In Alexandroulolus war dann an diesem Tag die Fahrt zu Ende und wir haben bei einem guten Essen und einigen Bieren der Tag dann die notwendige Bettschwere erreicht. Zu Griechenland gibt es nicht viel zu sagen. Vielleicht doch noch eines, die Tageshöchsttemperaturen lagen bei 46 Grad und sogar beim Fahren tropfte einem der Schweiß aus der Motorradjacke. Am späten Nachmittag haben wir dann kurz nach Krytallopigi die Grenze nach Albanien überquert. Der Tag endete dann im albanischen Pogradec. Wir haben dort ein kleines Hotel gefunden und waren dort wirklich super aufgehoben, nicht nur, dass wir Wasser und alle Arten von Shampoo und Duschgel bekommen haben, auch wurden unsere Klamotten auf einen Trockenständer gehängt und man wollte sogar unsere Motorräder waschen. Das ganze dann für 15 Euro, echt der Hammer.

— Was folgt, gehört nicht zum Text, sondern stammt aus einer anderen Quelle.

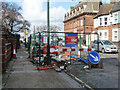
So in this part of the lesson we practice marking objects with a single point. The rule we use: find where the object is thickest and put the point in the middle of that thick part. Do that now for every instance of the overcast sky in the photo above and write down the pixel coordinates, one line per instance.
(35, 11)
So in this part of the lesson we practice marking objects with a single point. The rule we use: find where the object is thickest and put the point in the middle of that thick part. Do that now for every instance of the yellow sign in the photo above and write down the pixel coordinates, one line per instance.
(26, 32)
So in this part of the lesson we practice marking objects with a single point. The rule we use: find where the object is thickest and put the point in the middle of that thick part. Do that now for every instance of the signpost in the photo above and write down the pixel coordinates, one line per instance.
(71, 40)
(94, 57)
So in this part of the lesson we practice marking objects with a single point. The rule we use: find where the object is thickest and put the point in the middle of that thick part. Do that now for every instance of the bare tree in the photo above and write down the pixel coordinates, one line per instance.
(12, 18)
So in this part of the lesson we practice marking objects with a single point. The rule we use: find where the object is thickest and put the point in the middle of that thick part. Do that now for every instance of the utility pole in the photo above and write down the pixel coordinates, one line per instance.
(84, 31)
(48, 34)
(25, 35)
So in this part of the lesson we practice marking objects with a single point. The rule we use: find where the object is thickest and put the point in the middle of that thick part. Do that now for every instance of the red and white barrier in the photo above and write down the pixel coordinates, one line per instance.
(56, 49)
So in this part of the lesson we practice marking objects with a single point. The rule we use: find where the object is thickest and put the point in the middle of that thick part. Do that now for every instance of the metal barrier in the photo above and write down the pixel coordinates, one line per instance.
(63, 52)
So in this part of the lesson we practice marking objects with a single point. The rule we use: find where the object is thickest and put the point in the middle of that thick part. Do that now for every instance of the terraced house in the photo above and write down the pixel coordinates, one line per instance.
(107, 22)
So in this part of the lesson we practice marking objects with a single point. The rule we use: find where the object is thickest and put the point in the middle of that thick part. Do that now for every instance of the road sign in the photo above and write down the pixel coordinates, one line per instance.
(94, 57)
(71, 40)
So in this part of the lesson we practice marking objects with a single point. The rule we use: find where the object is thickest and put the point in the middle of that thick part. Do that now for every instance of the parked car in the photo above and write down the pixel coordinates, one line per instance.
(105, 46)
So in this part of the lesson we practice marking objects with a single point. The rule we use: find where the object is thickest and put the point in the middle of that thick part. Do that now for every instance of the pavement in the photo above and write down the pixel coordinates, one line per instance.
(21, 73)
(97, 77)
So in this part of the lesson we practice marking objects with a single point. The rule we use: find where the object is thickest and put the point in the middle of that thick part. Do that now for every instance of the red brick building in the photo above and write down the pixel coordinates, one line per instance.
(80, 17)
(107, 22)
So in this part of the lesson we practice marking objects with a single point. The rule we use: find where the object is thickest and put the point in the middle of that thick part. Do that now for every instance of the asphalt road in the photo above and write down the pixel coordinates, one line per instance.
(21, 73)
(97, 77)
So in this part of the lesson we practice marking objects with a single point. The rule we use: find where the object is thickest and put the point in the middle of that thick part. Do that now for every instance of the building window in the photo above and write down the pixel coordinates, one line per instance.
(105, 21)
(116, 20)
(100, 21)
(81, 22)
(115, 35)
(100, 35)
(106, 35)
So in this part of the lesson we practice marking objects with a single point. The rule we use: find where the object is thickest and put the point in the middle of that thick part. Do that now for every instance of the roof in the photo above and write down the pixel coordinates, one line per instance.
(116, 7)
(104, 9)
(90, 6)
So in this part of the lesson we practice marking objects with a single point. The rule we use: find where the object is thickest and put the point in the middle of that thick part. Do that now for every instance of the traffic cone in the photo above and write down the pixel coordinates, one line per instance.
(14, 53)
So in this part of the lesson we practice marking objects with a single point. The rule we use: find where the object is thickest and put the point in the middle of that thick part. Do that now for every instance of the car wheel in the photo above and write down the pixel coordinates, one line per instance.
(103, 51)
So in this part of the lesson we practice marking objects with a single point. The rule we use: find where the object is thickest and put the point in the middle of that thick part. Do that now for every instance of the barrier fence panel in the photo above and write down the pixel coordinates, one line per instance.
(65, 48)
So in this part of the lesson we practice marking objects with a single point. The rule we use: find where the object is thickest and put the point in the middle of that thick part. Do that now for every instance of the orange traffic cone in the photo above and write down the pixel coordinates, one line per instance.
(14, 53)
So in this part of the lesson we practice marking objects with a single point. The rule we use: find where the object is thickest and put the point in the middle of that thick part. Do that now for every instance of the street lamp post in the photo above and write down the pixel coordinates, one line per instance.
(48, 34)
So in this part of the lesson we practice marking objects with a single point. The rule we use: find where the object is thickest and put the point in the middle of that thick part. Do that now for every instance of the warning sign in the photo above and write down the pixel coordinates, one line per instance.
(71, 40)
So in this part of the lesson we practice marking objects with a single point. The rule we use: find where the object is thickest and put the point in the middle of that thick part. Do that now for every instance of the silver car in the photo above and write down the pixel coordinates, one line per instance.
(105, 46)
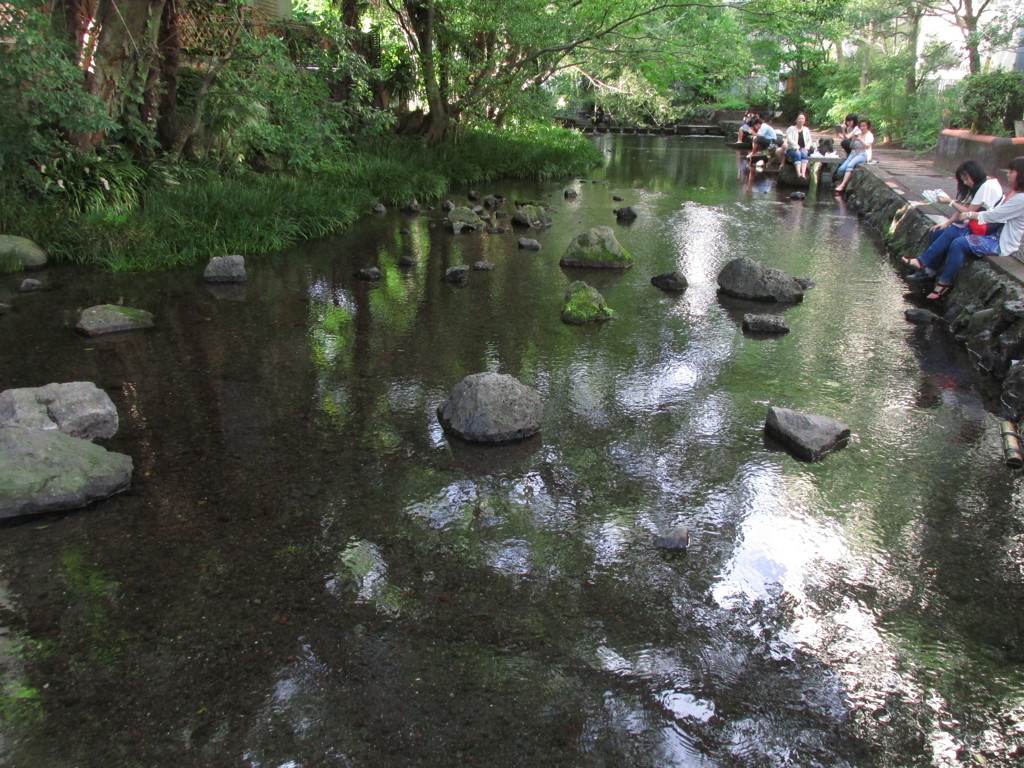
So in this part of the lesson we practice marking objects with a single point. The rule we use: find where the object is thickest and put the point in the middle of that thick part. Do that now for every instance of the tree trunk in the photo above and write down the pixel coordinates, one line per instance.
(125, 51)
(170, 60)
(437, 121)
(913, 35)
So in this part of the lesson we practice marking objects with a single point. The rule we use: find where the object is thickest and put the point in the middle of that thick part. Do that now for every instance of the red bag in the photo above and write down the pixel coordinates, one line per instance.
(977, 227)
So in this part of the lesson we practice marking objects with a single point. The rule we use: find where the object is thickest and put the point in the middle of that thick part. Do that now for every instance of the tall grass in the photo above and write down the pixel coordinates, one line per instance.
(187, 217)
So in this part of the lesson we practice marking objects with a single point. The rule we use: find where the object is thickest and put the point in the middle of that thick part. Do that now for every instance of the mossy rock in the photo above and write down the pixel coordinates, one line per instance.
(19, 253)
(597, 249)
(530, 215)
(584, 304)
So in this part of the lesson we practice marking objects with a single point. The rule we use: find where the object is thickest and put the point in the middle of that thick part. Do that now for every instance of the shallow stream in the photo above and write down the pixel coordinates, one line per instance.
(307, 572)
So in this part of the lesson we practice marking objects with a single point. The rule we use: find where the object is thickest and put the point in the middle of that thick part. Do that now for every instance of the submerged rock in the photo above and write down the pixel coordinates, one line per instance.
(597, 248)
(225, 269)
(19, 253)
(747, 279)
(107, 318)
(808, 436)
(677, 540)
(464, 219)
(48, 471)
(584, 304)
(77, 409)
(530, 215)
(491, 408)
(765, 324)
(673, 282)
(457, 273)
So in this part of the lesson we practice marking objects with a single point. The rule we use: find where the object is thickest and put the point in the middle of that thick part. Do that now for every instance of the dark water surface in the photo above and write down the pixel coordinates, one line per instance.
(307, 572)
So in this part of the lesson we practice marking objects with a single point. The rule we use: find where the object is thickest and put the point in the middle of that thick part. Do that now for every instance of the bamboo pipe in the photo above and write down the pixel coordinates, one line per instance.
(1012, 445)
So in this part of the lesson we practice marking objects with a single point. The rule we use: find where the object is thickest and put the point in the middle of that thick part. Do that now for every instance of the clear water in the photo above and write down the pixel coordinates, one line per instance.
(308, 572)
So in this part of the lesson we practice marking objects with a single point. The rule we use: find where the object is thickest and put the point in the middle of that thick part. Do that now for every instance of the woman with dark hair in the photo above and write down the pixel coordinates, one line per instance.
(980, 242)
(848, 131)
(975, 192)
(860, 153)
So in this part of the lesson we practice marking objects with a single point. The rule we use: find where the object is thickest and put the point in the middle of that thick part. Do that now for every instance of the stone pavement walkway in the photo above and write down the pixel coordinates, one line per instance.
(908, 175)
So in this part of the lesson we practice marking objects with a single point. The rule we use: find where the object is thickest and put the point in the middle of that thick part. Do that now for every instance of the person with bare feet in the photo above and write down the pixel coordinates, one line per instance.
(860, 153)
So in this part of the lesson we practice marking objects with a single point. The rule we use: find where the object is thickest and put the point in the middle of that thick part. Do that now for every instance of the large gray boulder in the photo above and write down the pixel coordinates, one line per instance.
(77, 409)
(747, 279)
(597, 248)
(491, 408)
(225, 269)
(808, 436)
(108, 318)
(464, 219)
(19, 253)
(47, 471)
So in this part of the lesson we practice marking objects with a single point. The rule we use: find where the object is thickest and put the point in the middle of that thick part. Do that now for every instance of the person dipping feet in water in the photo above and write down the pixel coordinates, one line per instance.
(860, 153)
(955, 247)
(976, 190)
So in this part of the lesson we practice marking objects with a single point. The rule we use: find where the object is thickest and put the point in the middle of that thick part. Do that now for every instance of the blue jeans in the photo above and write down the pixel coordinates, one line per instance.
(951, 244)
(852, 162)
(940, 242)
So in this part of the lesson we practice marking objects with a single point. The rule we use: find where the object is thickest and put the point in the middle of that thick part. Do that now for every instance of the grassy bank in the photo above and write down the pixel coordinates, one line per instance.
(162, 217)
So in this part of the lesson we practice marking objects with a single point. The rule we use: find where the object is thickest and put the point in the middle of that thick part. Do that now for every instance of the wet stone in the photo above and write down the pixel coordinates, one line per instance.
(765, 324)
(808, 436)
(107, 318)
(677, 540)
(225, 269)
(458, 273)
(671, 282)
(920, 315)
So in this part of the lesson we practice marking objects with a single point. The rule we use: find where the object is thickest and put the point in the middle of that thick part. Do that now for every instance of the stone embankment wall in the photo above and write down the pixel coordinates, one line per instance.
(985, 309)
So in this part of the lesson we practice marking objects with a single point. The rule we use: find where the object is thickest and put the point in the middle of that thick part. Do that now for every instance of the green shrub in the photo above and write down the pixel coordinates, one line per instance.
(990, 102)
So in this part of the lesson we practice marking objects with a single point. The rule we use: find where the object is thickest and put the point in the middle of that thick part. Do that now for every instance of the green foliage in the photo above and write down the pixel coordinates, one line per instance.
(41, 97)
(184, 216)
(990, 101)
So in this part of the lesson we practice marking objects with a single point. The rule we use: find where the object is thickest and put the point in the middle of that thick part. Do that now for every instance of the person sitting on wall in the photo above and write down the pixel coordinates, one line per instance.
(979, 242)
(976, 190)
(860, 153)
(847, 132)
(747, 130)
(764, 137)
(798, 144)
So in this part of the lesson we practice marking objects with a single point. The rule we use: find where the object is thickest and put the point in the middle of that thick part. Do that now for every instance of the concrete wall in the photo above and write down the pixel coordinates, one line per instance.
(992, 152)
(985, 308)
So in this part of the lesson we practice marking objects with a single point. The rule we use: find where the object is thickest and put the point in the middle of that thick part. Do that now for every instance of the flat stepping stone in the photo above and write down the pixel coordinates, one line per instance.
(47, 471)
(765, 324)
(807, 436)
(108, 318)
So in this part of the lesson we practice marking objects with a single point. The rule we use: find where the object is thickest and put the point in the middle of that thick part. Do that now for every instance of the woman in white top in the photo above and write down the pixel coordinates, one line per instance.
(861, 154)
(975, 192)
(798, 144)
(1009, 214)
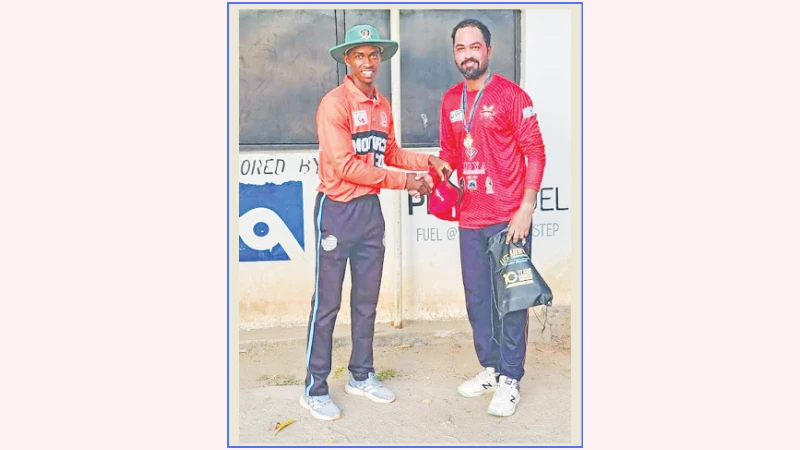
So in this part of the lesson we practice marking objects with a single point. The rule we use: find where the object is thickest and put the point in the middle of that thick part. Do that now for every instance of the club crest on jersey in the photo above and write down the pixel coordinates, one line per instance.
(360, 117)
(489, 187)
(527, 112)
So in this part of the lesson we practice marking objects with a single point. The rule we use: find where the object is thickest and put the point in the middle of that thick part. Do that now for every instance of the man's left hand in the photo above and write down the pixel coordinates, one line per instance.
(520, 224)
(440, 166)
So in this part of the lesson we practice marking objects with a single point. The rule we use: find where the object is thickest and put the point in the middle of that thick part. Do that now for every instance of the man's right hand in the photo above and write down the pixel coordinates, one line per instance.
(418, 184)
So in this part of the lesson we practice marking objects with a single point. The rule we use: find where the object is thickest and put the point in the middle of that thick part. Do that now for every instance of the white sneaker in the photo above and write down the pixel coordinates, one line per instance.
(482, 383)
(370, 388)
(506, 398)
(321, 407)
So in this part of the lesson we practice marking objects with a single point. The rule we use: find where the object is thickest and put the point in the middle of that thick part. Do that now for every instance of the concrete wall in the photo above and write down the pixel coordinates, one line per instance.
(422, 278)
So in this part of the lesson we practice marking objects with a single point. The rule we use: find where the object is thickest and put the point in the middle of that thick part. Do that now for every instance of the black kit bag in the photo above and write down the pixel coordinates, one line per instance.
(516, 282)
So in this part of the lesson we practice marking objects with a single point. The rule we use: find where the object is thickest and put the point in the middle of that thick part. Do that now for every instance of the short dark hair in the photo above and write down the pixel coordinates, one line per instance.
(487, 36)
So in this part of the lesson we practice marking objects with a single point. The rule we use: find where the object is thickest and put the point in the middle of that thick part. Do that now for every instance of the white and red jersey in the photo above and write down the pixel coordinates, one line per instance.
(504, 131)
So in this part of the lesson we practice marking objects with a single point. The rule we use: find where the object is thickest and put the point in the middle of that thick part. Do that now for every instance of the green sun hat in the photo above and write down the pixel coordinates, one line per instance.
(364, 35)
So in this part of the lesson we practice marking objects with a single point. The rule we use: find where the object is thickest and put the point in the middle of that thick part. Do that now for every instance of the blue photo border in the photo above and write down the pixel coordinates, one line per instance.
(227, 215)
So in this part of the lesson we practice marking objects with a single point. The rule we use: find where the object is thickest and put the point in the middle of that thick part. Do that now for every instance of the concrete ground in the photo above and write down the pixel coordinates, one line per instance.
(423, 364)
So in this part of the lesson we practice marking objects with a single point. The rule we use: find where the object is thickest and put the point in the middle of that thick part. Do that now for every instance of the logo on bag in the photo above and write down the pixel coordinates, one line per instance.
(518, 278)
(271, 222)
(513, 254)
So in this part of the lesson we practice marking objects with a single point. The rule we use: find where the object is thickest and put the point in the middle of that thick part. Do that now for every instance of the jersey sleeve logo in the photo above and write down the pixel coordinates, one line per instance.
(527, 112)
(360, 117)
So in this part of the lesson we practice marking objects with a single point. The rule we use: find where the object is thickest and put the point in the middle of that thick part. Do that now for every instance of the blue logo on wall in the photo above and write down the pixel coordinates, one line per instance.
(271, 224)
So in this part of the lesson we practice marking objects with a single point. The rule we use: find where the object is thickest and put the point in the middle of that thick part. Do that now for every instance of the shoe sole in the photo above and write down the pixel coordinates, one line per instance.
(478, 394)
(499, 414)
(360, 393)
(314, 413)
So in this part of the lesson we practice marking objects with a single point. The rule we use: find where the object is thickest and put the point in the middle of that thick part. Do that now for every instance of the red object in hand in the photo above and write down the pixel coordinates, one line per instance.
(445, 200)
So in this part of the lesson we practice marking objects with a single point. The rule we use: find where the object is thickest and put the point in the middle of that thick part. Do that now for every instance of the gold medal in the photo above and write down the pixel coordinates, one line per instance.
(468, 141)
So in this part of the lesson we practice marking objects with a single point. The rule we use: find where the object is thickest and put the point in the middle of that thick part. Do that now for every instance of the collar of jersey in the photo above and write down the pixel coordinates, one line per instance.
(351, 87)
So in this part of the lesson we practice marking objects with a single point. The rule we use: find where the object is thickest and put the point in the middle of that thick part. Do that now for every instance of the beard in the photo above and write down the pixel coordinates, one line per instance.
(475, 72)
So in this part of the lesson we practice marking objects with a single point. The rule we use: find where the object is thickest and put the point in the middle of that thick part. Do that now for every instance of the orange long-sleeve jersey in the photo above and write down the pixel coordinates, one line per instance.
(356, 141)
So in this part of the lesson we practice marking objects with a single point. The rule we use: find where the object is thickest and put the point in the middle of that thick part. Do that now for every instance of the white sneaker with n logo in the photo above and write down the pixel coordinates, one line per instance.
(482, 383)
(506, 398)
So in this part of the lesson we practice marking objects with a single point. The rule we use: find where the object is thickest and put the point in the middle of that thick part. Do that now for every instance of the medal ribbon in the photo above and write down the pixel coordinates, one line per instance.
(464, 123)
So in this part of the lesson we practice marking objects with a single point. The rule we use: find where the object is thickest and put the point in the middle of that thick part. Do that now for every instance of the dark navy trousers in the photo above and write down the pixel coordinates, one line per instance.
(345, 231)
(498, 345)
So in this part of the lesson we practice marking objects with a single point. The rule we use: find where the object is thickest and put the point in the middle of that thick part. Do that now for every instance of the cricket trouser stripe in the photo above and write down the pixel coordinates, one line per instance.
(316, 299)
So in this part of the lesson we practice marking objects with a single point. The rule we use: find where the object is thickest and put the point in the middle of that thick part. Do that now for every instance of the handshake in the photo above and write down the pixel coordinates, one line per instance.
(419, 184)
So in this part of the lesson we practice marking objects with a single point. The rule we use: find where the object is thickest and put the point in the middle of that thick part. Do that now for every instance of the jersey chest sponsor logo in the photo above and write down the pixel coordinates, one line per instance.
(360, 117)
(371, 142)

Am Abend brachte uns der Sohn des Hauses dann auch noch in ein Restaurant, wo wir preisgünstig und gut Essen konnten.

Albanien und Rückreise

Weiter ging es am nächsten Tag am Lake Ohrid entlang; auch hier könnte man die Armut der Menschen sehen und die Hütten, in welchen sie teilweise leben müssen. Zwei Dinge werden mir bei Albanien immer im Gedächtnis bleibe, das sind zum einen die Unmengen Tankstellen, die es da gibt und zum zweiten die Menge Menschen, die am Straßenrand stehen und einem das Auto waschen wollen, ach ja und natürlich das mindestens 60 % aller Autos aus Deutschland sind und meist die mit dem Stern. Die Hauptstraßen sind in einem wirklich guten Zustand, aber die Nebenstraßen sind bestimmt die letzten 40 Jahre nicht mehr repariert worden und somit ist ein schnelles Vorankommen nur auf den Hauptstraßen möglich, aber wenn man Fun haben will so wie wir dann sollte man ruhig auf die Nebenstraßen ausweichen. Unser Weg führte uns dann durch den Kreis Elbasan und Kavaya wo wir in Durres auf das Mittelmeer getroffen sind. Albanien ist ein wirklich nettes Land und die Leute, obwohl sie wirklich arm sind, sind echt nette Menschen und sind hilfsbereit und immer freundlich. Am Scutari Lake haben wir dann dieses nette Land verlassen und die Grenze nach Montenegro überfahren. Für Montenegro ist mir eins in Erinnerung geblieben: Die unheimlich vielen Radarkontrollen, die es in diesem Land gibt. Weiter ging es dann ein Stück durch Bosnien Herzegowina, wo gerade diese kleine Ecke, die wir durchfahren hatten, von der Landschaft her wirklich einmalig ist. Die folgenden Länder, Kroatien, Slowenien, Italien und Österreich, waren dann nur noch Transitländer, um wieder nach Deutschland zu kommen. Alles in allem eine weite Reise mit sehr vielen Erlebnissen und Begegnungen, die immer nur positiv waren. Es war zwar sehr anstrengend und extrem heiß, aber auch im Nachhinein würde ich die Tour nicht anders planen oder ausführen.